If you look at my recent posts, I spent a massive amount of time dissecting sorting algorithms. From the sluggish Bubble Sort to the highly optimized Quick Sort, I spent days just figuring out how to arrange numbers in ascending order. To be completely honest, a part of me felt lazy and burnt out recently. I took a few days off because I kept asking myself: "Why does sorting even matter so much?"
Today, the laziness vanished because the puzzle finally clicked. You don't sort data just to make it look pretty. You sort data so you can search through it at lightning speed.
Imagine looking for a specific word in an English dictionary. If the dictionary was completely unorganized (unsorted), you would have to read every single page from start to finish to find your word. In computer science, this is called Linear Search, and it operates at an abysmal $O(N)$ time complexity. But because the dictionary is alphabetically sorted, you can use the ultimate search algorithm: Binary Search.
📖 The Dictionary Method
Binary search works exactly how humans look for words in a dictionary. Let's say I am looking for the word "Recursion". I don't start at page one. I open the book exactly in the middle.
1. The Middle Man
I open the middle of the dictionary and find the letter 'M'. I instantly know that 'R' comes after 'M'. In that single split second, I have completely eliminated the entire first half of the dictionary. I don't even need to look at it. I have reduced my problem size by 50% in one move.
2. Repeat and Conquer
Now, I take the remaining right half of the dictionary and open it in the middle again. Maybe I land on 'T'. Since 'R' comes before 'T', I eliminate the right half this time. I keep slicing the remaining pages in half until I land exactly on "Recursion".
Because we are destroying half of the search space with every single check, the time complexity plummets to $O(\log N)$. To put that into perspective: If you have an array of 1,000,000 (one million) sorted items, Linear Search might take 1 million checks. Binary Search will find the item in a maximum of 20 checks. That is the power of algorithms.

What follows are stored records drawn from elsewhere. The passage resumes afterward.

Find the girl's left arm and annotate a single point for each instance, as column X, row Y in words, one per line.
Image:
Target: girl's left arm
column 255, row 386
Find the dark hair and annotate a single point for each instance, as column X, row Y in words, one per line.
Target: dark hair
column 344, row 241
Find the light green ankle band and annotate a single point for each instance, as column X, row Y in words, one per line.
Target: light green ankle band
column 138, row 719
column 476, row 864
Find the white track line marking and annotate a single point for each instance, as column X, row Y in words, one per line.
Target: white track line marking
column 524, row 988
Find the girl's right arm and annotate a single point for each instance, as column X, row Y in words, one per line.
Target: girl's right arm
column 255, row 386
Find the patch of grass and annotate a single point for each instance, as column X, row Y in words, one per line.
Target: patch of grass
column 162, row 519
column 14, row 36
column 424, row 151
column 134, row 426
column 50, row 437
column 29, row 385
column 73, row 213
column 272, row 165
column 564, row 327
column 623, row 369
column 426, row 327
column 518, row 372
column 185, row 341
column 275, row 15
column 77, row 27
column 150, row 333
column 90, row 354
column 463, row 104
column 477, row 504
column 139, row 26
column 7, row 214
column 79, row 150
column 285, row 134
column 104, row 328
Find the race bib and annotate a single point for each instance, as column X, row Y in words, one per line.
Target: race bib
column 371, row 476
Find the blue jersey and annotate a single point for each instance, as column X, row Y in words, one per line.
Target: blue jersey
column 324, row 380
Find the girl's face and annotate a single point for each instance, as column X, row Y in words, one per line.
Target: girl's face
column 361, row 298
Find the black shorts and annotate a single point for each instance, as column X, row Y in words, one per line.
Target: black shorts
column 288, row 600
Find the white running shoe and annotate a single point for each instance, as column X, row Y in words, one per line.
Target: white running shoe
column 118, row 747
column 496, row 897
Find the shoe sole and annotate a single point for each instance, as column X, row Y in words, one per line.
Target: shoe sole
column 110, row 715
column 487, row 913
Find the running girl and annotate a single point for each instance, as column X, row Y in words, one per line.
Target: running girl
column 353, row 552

💻 The C++ Code (Iterative Approach)
Writing Binary Search requires three pointers: a start pointer, an end pointer, and a mid pointer. Here is the cleanest way to implement it using a while loop.
#include <iostream>
#include <vector>
using namespace std;
// Function returns the index of target if found, else returns -1
int binarySearch(vector<int>& arr, int target) {
int start = 0;
int end = arr.size() - 1;
// Keep searching while the search space is valid
while (start <= end) {
// Calculate mid. We use this formula to avoid integer overflow
int mid = start + (end - start) / 2;
// Condition 1: Target is found exactly at the middle!
if (arr[mid] == target) {
return mid;
}
// Condition 2: Target is greater, ignore the left half
if (arr[mid] < target) {
start = mid + 1;
}
// Condition 3: Target is smaller, ignore the right half
else {
end = mid - 1;
}
}
// If we exit the loop, the target does not exist in the array
return -1;
}
int main() {
// WARNING: The array MUST be sorted for Binary Search to work!
vector<int> primes = {2, 3, 5, 7, 11, 13, 17, 19, 23, 29, 31};
int target = 17;
int resultIndex = binarySearch(primes, target);
if(resultIndex != -1) {
cout << "Target found at index: " << resultIndex;
} else {
cout << "Target not found in the array.";
}
return 0;
}
🎯 The Golden Rule
Never forget the golden rule: If the array is not sorted, Binary Search will fail completely. Tomorrow, I am going to look at some twisted interview questions where the array is rotated, making standard Binary Search fail, and how we have to modify the algorithm to fix it.